Liechtenstein architect and politician (born 1994)

Lino Nägele (/de/; born 16 February 1994) is a Liechtensteiner architect and politician who has served in the Landtag of Liechtenstein since 2025.

==Life==
Nägele was born on 16 February 2002 in Vaduz as the son of Oliver Boltshauser and Gabriele Risch-Nägele as one of three children. He grew up in Planken, attended primary school in the municipality, and then attended high school in Vaduz. From 2010 to 2013, he conducted an apprenticeship as a carptenter in Bendern. From 2015 to 2019, he studied architecture at the University of Liechtenstein, where he graduated with a Bachelor of Science. From 2021, he trained as a building information modeling manager in St. Gallen.

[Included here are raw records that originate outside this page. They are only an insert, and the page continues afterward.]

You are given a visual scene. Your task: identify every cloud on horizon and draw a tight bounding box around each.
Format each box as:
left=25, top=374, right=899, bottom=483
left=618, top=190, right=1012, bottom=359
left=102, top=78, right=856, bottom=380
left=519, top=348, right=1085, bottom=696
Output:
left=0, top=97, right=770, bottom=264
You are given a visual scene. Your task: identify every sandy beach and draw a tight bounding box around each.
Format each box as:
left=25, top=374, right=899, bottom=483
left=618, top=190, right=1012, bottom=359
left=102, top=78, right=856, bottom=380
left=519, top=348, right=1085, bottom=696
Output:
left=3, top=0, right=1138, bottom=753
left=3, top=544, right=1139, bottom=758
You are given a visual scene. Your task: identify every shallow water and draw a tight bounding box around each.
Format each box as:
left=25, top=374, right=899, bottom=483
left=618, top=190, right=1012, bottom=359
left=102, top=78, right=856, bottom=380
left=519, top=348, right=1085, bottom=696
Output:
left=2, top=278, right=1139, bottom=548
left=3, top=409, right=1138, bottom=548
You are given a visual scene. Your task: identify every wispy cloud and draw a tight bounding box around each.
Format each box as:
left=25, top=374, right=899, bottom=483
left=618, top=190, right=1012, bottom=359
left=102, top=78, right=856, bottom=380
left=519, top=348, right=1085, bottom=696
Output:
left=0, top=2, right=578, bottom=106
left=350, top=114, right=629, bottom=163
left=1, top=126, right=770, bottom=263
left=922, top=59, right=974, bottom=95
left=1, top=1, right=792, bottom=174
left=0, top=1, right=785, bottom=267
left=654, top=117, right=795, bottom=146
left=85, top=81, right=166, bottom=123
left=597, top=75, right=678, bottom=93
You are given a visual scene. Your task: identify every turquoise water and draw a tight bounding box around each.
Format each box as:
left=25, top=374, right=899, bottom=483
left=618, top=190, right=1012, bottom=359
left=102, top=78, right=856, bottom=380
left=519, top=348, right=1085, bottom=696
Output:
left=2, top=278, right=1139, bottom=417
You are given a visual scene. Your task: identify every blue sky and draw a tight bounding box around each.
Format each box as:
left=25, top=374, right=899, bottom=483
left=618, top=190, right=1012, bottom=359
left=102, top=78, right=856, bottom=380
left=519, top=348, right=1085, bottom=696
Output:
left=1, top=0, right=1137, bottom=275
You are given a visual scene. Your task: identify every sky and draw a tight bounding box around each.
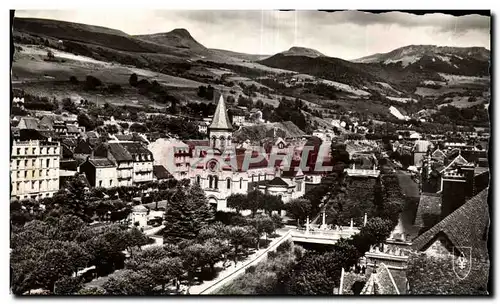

He worked as a carpenter in Bendern from 2010 to 2015 and then as an architect also in Bendern from 2019 to 2021. Since 2021, he has worked at Confida Immobilien AG in Vaduz, initially as a construction manager and architecture, but since 2024 as a real estate developer.

Nägele was a board member of the Young Progressive Citizens' Party from 2015 to 2021. Since 2025, he has been a member of the Landtag of Liechtenstein as a member of the party, and also a member of the Landtag's finance committee. During this time in August 2025 he, alongside Daniel Salzgeber and Sebastian Gassner, presented an initiative to the Landtag to introduce free public transport to Liechtenstein, which was ultimately accepted the following month.

Nägele is married to Sarah Marxer, a hairdresser, since 10 June 2020, and they have 2 children together. He lives in Nendeln.